Blog post: Making Slow Rust Code Fast

I wrote a blog post on performance benchmarking and tuning in Rust using Criterion.rs and flamegraphs, which is based on my recent experience optimizing the mongodb crate. Check it out if interested in learning some techniques for speeding up a Rust codebase!

18 Likes

Serde isn't really designed to be fast, but rather to handle all the bad things about JSON and to provide helpful descriptions of errors in human-written JSON. For BSON you don't need any of this. If you can get rid of Serde, you can probably serialize and deserialize several times faster, and the implementation of the parser will be a lot simpler, and compilation times will be noticeably shorter and the compiled program will be significantly smaller.

From BSON you should be able to do zero-copy deserialization of strings and blobs, but you're not taking advantage of this. You have the bound DeserializeOwned which makes it impossible.

Serde is really designed to be fast, by allowing fully statically dispatched operations without runtime reflections so formats and types are decoupled at code but transparent to the optimization. It's serde_json which cares all the weirdnesses of the JSON format. The core serde crate and its data model is fully agnostic about the exact formats.

But it's true that the serde tends to bloat the compile time and resulting binaries. It's a notable downside of the statically dispatched operation, and generally considered a cost for runtime performance.

You can see its benchmark here with comparison with various implementations and the C++ RapidJSON library. The simd-json mentioned there is another JSON parser implementation also based on the serde. You can see it basically have similar performance with the RapidJSON - some benchmark is faster but some are slower. But the RapidJSON requires some hand-written state machine which makes it impossible to be a casual choice.

8 Likes

That's not what I consider designing to be fast. That's what I consider baseline for any program written in Rust.

The entire data model is entirely biased towards serde_json.

It's not because of static dispatch. It's because of bloat required by the data model.

1 Like

Maybe you have too high standard on general purpose serialization libraries, because the serde is the only thing I know which is fully statically dispatched type and format agnostic and ready for casual use, across all the widely used languages. By casual use I mean you can use it without much effort like writing state machines. The usual approach in this domain was to use reflections or to expose raw maps and arrays, or to expose streaming parser internals like RapidJSON I mentioned above. Serde archives the pros of both by utilizing Rust's macro and trait system, from the cost of increased compile time. Please reply me if you know another implementation with similar or better properties as I'm very interested in this topic.
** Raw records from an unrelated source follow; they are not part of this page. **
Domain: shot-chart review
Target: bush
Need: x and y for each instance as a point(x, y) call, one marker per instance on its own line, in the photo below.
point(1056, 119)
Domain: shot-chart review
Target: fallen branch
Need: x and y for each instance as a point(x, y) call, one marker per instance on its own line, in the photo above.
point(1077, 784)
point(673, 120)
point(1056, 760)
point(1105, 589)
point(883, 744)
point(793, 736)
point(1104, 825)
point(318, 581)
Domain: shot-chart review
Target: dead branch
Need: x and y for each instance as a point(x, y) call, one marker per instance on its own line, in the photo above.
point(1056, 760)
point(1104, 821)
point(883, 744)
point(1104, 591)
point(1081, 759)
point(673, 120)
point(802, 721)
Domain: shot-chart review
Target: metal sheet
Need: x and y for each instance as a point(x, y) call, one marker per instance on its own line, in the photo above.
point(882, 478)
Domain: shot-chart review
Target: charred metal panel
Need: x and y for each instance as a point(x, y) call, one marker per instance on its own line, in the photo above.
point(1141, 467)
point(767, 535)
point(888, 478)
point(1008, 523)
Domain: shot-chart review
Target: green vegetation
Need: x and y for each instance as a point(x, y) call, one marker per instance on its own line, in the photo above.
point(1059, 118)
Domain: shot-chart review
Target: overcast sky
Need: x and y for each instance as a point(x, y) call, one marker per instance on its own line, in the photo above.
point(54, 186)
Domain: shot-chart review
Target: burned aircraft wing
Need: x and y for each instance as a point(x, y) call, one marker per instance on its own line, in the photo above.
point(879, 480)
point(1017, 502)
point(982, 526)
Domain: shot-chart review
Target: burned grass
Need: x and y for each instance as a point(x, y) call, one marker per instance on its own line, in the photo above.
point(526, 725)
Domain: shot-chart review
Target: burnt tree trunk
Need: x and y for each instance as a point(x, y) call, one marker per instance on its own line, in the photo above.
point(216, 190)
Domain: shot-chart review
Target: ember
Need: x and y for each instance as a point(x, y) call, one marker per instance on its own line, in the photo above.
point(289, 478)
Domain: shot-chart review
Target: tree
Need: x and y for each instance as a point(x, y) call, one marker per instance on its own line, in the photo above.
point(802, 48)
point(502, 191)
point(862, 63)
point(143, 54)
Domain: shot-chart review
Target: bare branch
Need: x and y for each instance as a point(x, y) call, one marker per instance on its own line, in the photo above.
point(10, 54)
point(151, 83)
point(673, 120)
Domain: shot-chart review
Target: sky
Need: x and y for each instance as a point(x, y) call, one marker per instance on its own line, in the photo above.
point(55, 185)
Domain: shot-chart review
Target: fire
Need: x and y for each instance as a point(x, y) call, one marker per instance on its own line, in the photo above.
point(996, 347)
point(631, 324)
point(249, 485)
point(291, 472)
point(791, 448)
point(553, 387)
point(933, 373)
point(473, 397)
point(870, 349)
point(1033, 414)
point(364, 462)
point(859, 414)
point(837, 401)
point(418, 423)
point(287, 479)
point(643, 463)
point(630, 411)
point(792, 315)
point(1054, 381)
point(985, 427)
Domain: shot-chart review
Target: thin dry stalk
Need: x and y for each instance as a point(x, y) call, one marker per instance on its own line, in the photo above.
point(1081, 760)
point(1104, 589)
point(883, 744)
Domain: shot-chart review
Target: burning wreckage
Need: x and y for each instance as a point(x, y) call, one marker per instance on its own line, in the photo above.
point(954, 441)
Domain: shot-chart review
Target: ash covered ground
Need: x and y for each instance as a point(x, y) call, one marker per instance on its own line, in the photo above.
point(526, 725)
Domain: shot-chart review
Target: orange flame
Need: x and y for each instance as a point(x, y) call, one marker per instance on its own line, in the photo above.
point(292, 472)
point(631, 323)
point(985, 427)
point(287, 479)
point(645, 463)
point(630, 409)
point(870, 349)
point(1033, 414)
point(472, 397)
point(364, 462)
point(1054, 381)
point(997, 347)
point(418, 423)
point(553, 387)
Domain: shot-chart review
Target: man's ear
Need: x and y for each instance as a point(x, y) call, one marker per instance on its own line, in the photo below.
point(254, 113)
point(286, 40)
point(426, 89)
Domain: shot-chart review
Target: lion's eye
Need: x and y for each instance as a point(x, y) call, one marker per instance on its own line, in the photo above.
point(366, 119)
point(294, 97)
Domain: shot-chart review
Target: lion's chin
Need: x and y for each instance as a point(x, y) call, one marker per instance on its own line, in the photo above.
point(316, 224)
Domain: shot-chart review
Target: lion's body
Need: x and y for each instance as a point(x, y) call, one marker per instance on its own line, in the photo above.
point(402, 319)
The model doesn't fit 1:1 to the JSON data model, Usually getting &str is impractical in JSON as the string may contains some escape sequence. And you can see here how inefficient the serde_json handles the &[u8]. But it's the only way to consistently handle byte sequence in JSON to treat it as a sequence of numbers.

Can you elaborate more on it? Generally static dispatch generates O(N * M) code from the N and M combination while dynamic dispatch generates O(N + M).

9 Likes

Alas, it is not! A general pattern in all of programming is to build up complex types from a limited set of primitives using type-level operations. This is not specific to JSON or serde-json; almost all non-format-agnostic serialization libraries end up eventually defining their own Value type.

I think you're confusing the internal data model of Serde with the Value enum of serde_json, which is not what we're talking about.

Just because you haven't seen something better than Serde doesn't mean that Serde doesn't have room for improvement.

Which is a good idea, that can be implemented with much less overhead than Serde. Instead of making a strawman argument defending an idea I wasn't criticizing, you could look at my first post which parts of Serde I'm actually criticizing. The high compilation time is not because of this idea. It's purely because Serde contains a lot of this bloat as characterized in my first post.

Now I made an implementation with similar properties just so I have something to point at.


When serializing, non-Serde is twice as fast.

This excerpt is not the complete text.